La trayectoria de David Toscana es la de un escritor singular, acaso demasiado ensimismado en la literatura como referente único, lo que no ha sido óbice para desarrollar una escritura que dialoga con el presente desde el rigor y el riesgo. La editorial Candaya ha decidido recuperar para sus lectores la producción de este autor mexicano y ha iniciado con una de sus últimas novelas dicha apuesta. Jorge Larrosa se acerca a ella en este texto.

 

Escribo desde el entusiasmo de haber descubierto una novela y un autor que han despertado en mí, de nuevo, el sabor inconfundible de la literatura, ese que me ha hecho disfrutar como hacía tiempo que no disfrutaba.

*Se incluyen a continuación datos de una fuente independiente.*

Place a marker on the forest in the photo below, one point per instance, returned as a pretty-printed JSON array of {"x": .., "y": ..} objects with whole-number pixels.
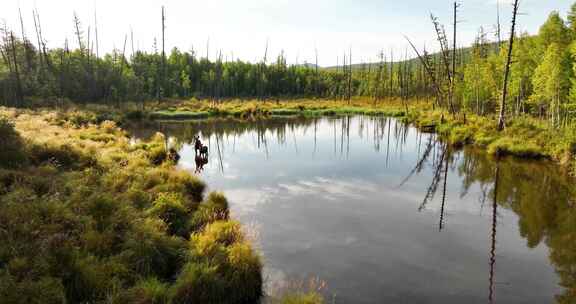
[
  {"x": 542, "y": 77},
  {"x": 91, "y": 214}
]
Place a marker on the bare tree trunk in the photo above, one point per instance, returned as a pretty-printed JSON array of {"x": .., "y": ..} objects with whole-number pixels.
[
  {"x": 19, "y": 97},
  {"x": 96, "y": 33},
  {"x": 350, "y": 77},
  {"x": 163, "y": 72},
  {"x": 501, "y": 119}
]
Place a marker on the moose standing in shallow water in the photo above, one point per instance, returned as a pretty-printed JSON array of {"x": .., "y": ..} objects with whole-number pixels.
[{"x": 199, "y": 148}]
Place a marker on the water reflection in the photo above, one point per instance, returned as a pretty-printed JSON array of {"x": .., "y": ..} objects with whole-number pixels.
[{"x": 351, "y": 199}]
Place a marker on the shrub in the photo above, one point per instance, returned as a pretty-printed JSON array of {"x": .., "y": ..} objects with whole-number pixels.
[
  {"x": 12, "y": 153},
  {"x": 134, "y": 115},
  {"x": 45, "y": 290},
  {"x": 149, "y": 251},
  {"x": 222, "y": 243},
  {"x": 148, "y": 291},
  {"x": 59, "y": 155},
  {"x": 214, "y": 208},
  {"x": 302, "y": 298},
  {"x": 244, "y": 273},
  {"x": 199, "y": 283},
  {"x": 157, "y": 155},
  {"x": 169, "y": 208}
]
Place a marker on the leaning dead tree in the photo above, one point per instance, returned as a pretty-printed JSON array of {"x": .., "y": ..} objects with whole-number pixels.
[
  {"x": 501, "y": 119},
  {"x": 425, "y": 61},
  {"x": 445, "y": 56},
  {"x": 452, "y": 83}
]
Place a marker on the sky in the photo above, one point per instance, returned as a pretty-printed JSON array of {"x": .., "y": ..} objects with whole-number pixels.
[{"x": 241, "y": 29}]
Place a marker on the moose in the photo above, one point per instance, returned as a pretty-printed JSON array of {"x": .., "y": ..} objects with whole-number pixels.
[{"x": 199, "y": 148}]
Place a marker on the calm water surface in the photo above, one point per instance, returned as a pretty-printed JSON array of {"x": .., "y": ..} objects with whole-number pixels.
[{"x": 385, "y": 214}]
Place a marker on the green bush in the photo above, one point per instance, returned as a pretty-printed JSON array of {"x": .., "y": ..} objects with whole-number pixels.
[
  {"x": 12, "y": 153},
  {"x": 302, "y": 298},
  {"x": 147, "y": 291},
  {"x": 169, "y": 208},
  {"x": 157, "y": 155},
  {"x": 149, "y": 251},
  {"x": 63, "y": 156},
  {"x": 214, "y": 208},
  {"x": 199, "y": 283},
  {"x": 222, "y": 243},
  {"x": 45, "y": 290}
]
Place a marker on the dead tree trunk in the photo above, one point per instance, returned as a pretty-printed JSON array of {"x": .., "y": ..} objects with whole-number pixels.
[
  {"x": 163, "y": 72},
  {"x": 501, "y": 118},
  {"x": 350, "y": 77},
  {"x": 19, "y": 97}
]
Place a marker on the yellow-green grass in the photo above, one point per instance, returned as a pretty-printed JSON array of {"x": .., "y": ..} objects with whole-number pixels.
[{"x": 87, "y": 216}]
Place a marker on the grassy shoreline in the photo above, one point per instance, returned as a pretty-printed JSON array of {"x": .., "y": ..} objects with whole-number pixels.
[
  {"x": 86, "y": 215},
  {"x": 524, "y": 136}
]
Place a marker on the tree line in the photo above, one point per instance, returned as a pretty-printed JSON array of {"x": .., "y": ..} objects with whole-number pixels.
[{"x": 541, "y": 78}]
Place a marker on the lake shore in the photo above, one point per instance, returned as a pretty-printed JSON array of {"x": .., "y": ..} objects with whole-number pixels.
[
  {"x": 86, "y": 215},
  {"x": 524, "y": 135}
]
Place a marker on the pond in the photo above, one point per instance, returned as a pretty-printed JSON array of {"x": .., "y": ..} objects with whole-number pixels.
[{"x": 385, "y": 214}]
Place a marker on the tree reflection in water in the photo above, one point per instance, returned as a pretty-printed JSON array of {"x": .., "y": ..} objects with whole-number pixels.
[{"x": 537, "y": 191}]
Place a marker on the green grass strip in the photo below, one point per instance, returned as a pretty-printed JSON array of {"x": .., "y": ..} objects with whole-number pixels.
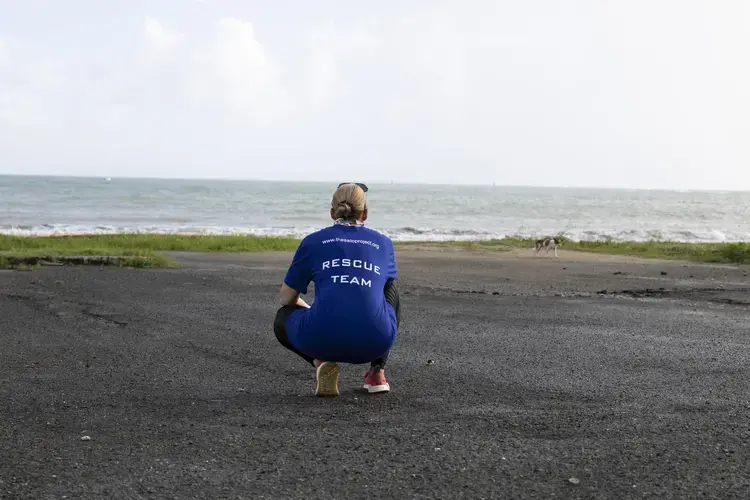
[{"x": 142, "y": 248}]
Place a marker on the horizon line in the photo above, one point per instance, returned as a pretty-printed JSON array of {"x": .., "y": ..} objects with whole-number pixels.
[{"x": 373, "y": 182}]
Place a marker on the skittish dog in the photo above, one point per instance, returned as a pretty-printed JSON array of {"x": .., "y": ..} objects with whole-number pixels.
[{"x": 548, "y": 243}]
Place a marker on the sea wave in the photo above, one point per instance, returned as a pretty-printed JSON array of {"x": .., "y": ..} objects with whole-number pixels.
[{"x": 687, "y": 235}]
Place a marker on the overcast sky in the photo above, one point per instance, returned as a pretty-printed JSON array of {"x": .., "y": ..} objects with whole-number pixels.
[{"x": 617, "y": 93}]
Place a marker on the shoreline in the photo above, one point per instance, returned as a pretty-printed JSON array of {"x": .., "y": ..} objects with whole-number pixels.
[{"x": 146, "y": 250}]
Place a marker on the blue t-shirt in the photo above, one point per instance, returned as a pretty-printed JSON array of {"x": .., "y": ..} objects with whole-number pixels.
[{"x": 350, "y": 320}]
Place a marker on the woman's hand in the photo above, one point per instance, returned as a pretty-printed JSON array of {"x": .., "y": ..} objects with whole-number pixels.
[{"x": 289, "y": 296}]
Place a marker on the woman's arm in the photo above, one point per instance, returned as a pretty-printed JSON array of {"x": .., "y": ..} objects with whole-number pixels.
[{"x": 289, "y": 296}]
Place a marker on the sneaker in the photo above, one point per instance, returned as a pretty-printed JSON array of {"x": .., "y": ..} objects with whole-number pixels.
[
  {"x": 327, "y": 373},
  {"x": 375, "y": 381}
]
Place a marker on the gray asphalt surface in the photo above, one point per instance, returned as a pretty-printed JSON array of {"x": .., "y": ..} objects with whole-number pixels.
[{"x": 552, "y": 378}]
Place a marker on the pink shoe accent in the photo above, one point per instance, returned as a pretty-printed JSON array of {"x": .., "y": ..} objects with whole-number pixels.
[{"x": 375, "y": 381}]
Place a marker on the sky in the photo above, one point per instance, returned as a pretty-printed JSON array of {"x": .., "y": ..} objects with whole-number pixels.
[{"x": 587, "y": 93}]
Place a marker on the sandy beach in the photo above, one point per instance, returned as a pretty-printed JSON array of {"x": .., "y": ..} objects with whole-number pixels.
[{"x": 584, "y": 376}]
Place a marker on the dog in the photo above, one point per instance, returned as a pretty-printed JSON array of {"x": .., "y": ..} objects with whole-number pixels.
[{"x": 548, "y": 243}]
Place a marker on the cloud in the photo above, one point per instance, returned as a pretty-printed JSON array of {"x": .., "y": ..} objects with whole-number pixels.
[
  {"x": 598, "y": 94},
  {"x": 159, "y": 42}
]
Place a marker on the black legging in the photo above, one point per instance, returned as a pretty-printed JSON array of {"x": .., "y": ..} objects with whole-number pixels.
[{"x": 279, "y": 324}]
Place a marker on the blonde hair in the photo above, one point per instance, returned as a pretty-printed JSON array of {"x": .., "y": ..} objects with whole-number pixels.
[{"x": 348, "y": 202}]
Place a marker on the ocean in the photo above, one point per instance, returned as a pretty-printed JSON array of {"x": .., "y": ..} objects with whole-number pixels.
[{"x": 57, "y": 205}]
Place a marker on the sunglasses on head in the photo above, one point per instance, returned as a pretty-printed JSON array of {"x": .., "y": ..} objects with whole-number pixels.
[{"x": 363, "y": 186}]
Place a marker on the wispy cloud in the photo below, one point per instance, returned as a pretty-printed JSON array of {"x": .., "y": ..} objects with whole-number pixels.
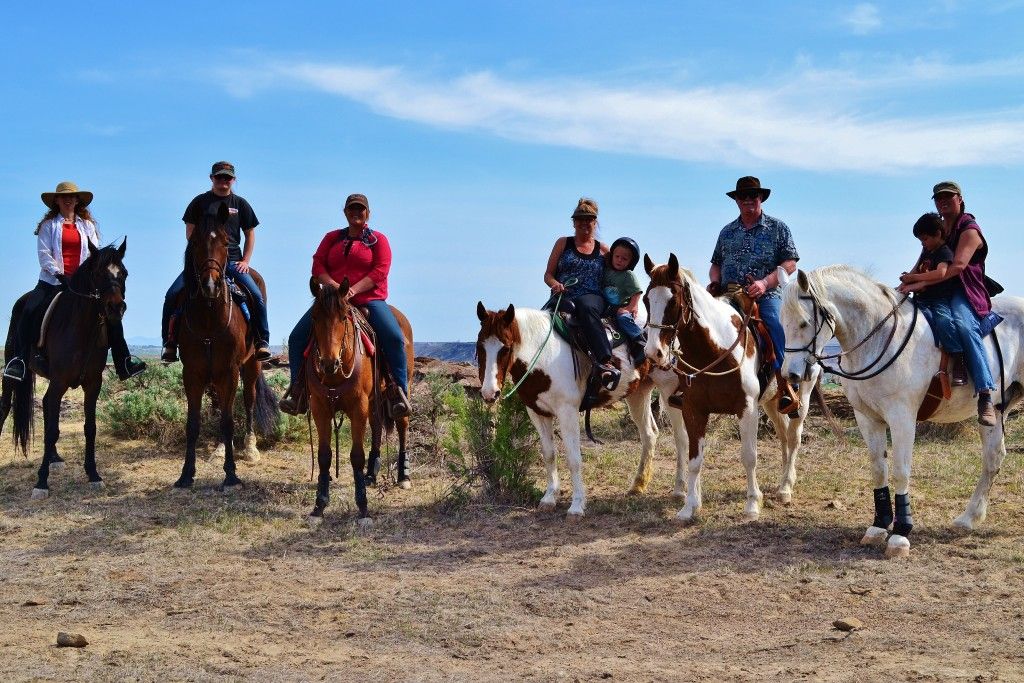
[
  {"x": 811, "y": 119},
  {"x": 862, "y": 18}
]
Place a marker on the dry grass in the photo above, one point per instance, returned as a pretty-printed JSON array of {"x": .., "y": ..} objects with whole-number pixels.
[{"x": 203, "y": 586}]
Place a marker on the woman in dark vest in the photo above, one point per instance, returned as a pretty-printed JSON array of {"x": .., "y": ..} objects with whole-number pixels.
[{"x": 574, "y": 271}]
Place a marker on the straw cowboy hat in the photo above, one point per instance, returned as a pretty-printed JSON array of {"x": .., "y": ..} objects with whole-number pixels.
[{"x": 67, "y": 187}]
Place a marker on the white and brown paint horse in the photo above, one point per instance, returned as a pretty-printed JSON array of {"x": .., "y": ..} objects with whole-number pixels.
[
  {"x": 708, "y": 335},
  {"x": 892, "y": 373},
  {"x": 512, "y": 338}
]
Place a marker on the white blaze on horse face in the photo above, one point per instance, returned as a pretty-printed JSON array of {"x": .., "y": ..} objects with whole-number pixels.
[
  {"x": 655, "y": 349},
  {"x": 489, "y": 387}
]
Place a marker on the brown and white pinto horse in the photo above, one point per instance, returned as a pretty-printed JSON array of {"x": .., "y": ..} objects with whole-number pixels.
[
  {"x": 341, "y": 377},
  {"x": 708, "y": 335},
  {"x": 511, "y": 339},
  {"x": 215, "y": 348}
]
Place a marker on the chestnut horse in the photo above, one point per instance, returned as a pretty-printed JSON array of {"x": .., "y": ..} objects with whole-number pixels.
[
  {"x": 76, "y": 343},
  {"x": 342, "y": 377},
  {"x": 705, "y": 340},
  {"x": 215, "y": 347}
]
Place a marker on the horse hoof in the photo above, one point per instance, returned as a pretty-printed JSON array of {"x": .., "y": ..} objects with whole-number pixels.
[
  {"x": 875, "y": 536},
  {"x": 898, "y": 546}
]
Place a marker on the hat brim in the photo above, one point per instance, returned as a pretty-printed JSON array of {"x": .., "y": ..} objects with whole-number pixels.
[
  {"x": 764, "y": 193},
  {"x": 84, "y": 198}
]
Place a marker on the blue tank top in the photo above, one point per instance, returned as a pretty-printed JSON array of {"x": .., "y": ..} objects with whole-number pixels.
[{"x": 585, "y": 267}]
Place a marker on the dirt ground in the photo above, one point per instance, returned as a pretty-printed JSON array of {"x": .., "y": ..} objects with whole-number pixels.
[{"x": 206, "y": 586}]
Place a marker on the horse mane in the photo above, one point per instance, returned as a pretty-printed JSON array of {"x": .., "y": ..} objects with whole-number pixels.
[{"x": 97, "y": 261}]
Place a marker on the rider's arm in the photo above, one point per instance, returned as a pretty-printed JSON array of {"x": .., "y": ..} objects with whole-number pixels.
[{"x": 549, "y": 273}]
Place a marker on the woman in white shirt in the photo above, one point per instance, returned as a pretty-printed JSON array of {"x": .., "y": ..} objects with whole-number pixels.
[{"x": 64, "y": 238}]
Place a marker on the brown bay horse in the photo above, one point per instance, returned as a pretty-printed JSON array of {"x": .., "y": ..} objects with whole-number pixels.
[
  {"x": 215, "y": 347},
  {"x": 342, "y": 377},
  {"x": 76, "y": 343}
]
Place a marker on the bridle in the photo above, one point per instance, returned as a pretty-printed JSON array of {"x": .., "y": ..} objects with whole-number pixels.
[{"x": 864, "y": 373}]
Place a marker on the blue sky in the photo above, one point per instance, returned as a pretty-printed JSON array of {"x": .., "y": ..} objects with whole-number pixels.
[{"x": 474, "y": 127}]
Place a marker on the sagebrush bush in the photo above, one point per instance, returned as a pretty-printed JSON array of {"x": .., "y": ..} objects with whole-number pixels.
[{"x": 491, "y": 445}]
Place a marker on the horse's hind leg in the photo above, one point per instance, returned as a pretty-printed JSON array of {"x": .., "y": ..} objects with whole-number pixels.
[
  {"x": 639, "y": 407},
  {"x": 993, "y": 451},
  {"x": 91, "y": 394}
]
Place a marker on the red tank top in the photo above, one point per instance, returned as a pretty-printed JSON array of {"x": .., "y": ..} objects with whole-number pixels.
[{"x": 71, "y": 247}]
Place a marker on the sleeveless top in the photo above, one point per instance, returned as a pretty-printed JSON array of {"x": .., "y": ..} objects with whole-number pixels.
[
  {"x": 585, "y": 267},
  {"x": 972, "y": 279}
]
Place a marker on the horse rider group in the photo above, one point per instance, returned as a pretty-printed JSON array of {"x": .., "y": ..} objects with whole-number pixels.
[{"x": 597, "y": 280}]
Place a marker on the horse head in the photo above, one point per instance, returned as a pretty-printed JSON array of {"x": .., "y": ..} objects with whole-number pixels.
[
  {"x": 495, "y": 348},
  {"x": 334, "y": 336},
  {"x": 102, "y": 275},
  {"x": 206, "y": 256}
]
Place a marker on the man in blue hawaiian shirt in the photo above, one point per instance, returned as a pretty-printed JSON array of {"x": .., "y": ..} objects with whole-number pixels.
[{"x": 749, "y": 252}]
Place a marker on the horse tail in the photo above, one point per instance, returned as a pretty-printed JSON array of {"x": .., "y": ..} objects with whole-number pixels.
[
  {"x": 265, "y": 411},
  {"x": 19, "y": 398}
]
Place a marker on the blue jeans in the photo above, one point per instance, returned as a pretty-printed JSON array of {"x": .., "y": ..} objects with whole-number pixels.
[
  {"x": 769, "y": 313},
  {"x": 628, "y": 326},
  {"x": 969, "y": 330},
  {"x": 943, "y": 326},
  {"x": 390, "y": 340},
  {"x": 259, "y": 319}
]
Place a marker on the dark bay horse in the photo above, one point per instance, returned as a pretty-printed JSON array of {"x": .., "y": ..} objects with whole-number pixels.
[
  {"x": 215, "y": 348},
  {"x": 76, "y": 343},
  {"x": 341, "y": 377}
]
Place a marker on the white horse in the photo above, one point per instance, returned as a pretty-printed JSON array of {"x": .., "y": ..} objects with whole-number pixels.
[
  {"x": 895, "y": 368},
  {"x": 512, "y": 339},
  {"x": 704, "y": 337}
]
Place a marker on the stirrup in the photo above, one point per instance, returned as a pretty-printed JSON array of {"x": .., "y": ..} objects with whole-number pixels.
[{"x": 10, "y": 371}]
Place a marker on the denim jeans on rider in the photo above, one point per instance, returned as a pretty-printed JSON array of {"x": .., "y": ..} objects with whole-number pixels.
[
  {"x": 969, "y": 330},
  {"x": 390, "y": 341},
  {"x": 259, "y": 318},
  {"x": 769, "y": 308}
]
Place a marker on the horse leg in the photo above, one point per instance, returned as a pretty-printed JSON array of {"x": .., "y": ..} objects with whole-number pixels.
[
  {"x": 91, "y": 394},
  {"x": 545, "y": 426},
  {"x": 322, "y": 416},
  {"x": 695, "y": 427},
  {"x": 568, "y": 422},
  {"x": 901, "y": 428},
  {"x": 993, "y": 449},
  {"x": 51, "y": 432},
  {"x": 250, "y": 454},
  {"x": 873, "y": 431},
  {"x": 227, "y": 428},
  {"x": 749, "y": 454},
  {"x": 639, "y": 407},
  {"x": 194, "y": 394},
  {"x": 404, "y": 481}
]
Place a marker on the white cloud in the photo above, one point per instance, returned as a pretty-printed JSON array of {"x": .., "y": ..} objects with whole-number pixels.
[
  {"x": 863, "y": 18},
  {"x": 813, "y": 119}
]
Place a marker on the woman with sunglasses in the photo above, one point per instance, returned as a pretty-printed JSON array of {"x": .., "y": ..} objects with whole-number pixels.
[
  {"x": 749, "y": 252},
  {"x": 62, "y": 242},
  {"x": 364, "y": 256}
]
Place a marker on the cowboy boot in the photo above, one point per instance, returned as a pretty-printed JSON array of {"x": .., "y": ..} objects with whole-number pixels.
[{"x": 785, "y": 398}]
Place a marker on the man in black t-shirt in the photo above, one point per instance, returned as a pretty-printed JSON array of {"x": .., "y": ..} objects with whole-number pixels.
[{"x": 242, "y": 221}]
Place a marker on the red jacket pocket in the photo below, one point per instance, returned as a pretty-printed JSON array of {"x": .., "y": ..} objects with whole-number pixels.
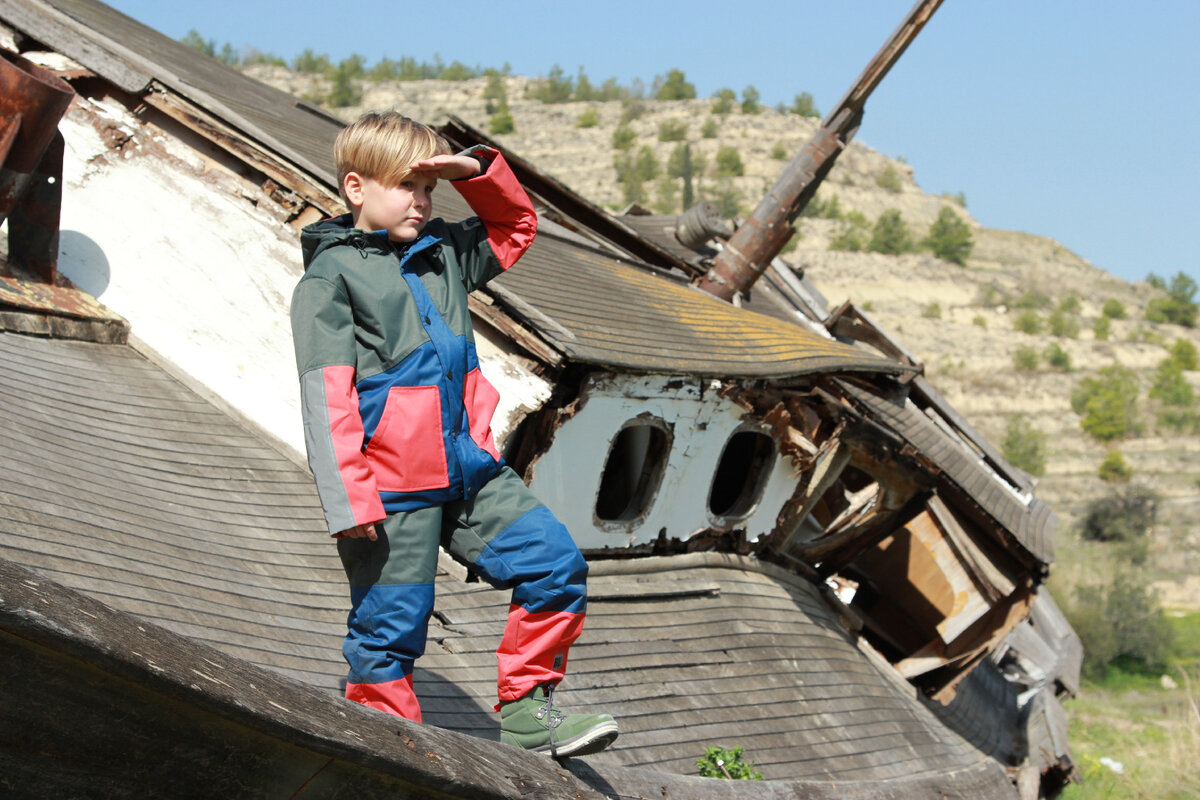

Cada historia una sorpresa, cada página un deslumbramiento, cada párrafo un quiebro imprevisto e imprevisible. Varsovia después de la Segunda Guerra Mundial. Un enterrador que igual entierra que desentierra, un cura pecador que hace milagros, un vendedor de despojos de guerra y de saqueos, un candidato a profesor de cualquier cosa, un barbero cirujano con pata de palo, un escritor que se ha olvidado del libro que escribió. Una camaradería hecha de borracheras, de mentiras, de traiciones, de robos, de causas comunes que enseguida se desvanecen, de complicidades que no llevan a ninguna parte o que llevan a cualquier parte, a donde el cuento quiera llevarnos. Unas muchachas de las que apenas queda una fotografía, una mujer enamorada de un mutilado, otra que envejece y se afea casi sin darse cuenta. Amores huidizos, sin pasado ni futuro, casi espectrales. En el trasfondo, el recuerdo de la ocupación alemana y de los soldados rusos de vuelta a casa, la ciudad convertida en escombros, el nuevo régimen comunista.

Una novela muy polaca, con algunos homenajes evidentes, pero muy mexicana también: la relación con los muertos, con los fantasmas y con los milagros; la presencia constante de un vodka que parece mezcal; la amistad construida sobre una masculinidad enfática y a la vez frágil; la épica que se convierte en tragedia o en farsa; los héroes que lo son sin querer y los antihéroes que lo son cuando pretenden ser heroicos; los combates imaginarios; las buenas intenciones que acaban mal y las malas artes que acaban bien; la confusión entre la risa y el llanto; la mezcla de vitalidad y desesperación. Y siempre, en el trasfondo, el poder de la literatura, del cuento, de la imaginación, de la fiesta, para salvarse del horror y alegrar la vida, para celebrar lo que es y lo que hay, toda esa belleza.

La leí en dos tirones, en una indecisión permanente entre seguir leyendo o volver atrás, como deslumbrado sin saber cómo, queriendo comprender qué había pasado, qué me había pasado. La recomendé enseguida a tres o cuatro amigos con el mismo imperativo con que yo la había recibido: tienes que leer esto. Y vaya que sí, los buenos ratos que hemos pasado después no comentando la novela sino simplemente recordándola, subrayándola en el recuerdo, como intercambiando regalos: ¿Te acuerdas de ese pedazo en el que…? Puro goce, la literatura como goce, algo que, ya digo, hacía tiempo que no me pasaba. Esa inocencia lectora, esa felicidad, ese leer y disfrutar, como se decía antes, como un niño con zapatos nuevos.

 

Jorge Larrosa (Valderrobres, 1958) es profesor de Filosofía de la Educación en la Universidad de Barcelona. Ha dictado cursos en diversas universidades europeas y latinoamericanas. Sus escritos, de clara vocación ensayística, se sitúan en un terreno fronterizo entre la filosofía, la literatura y la educación. Entre sus destacan: La experiencia de la lectura (1996), Pedagogía Profana (2000), Estudiar/Estudar (2003), Entre las lenguas (2003), Tremores. Escritos sobre experiencia (2014), Elogio de la escuela (2017) y Esperando no se sabe qué. Sobre el oficio de profesor (2019).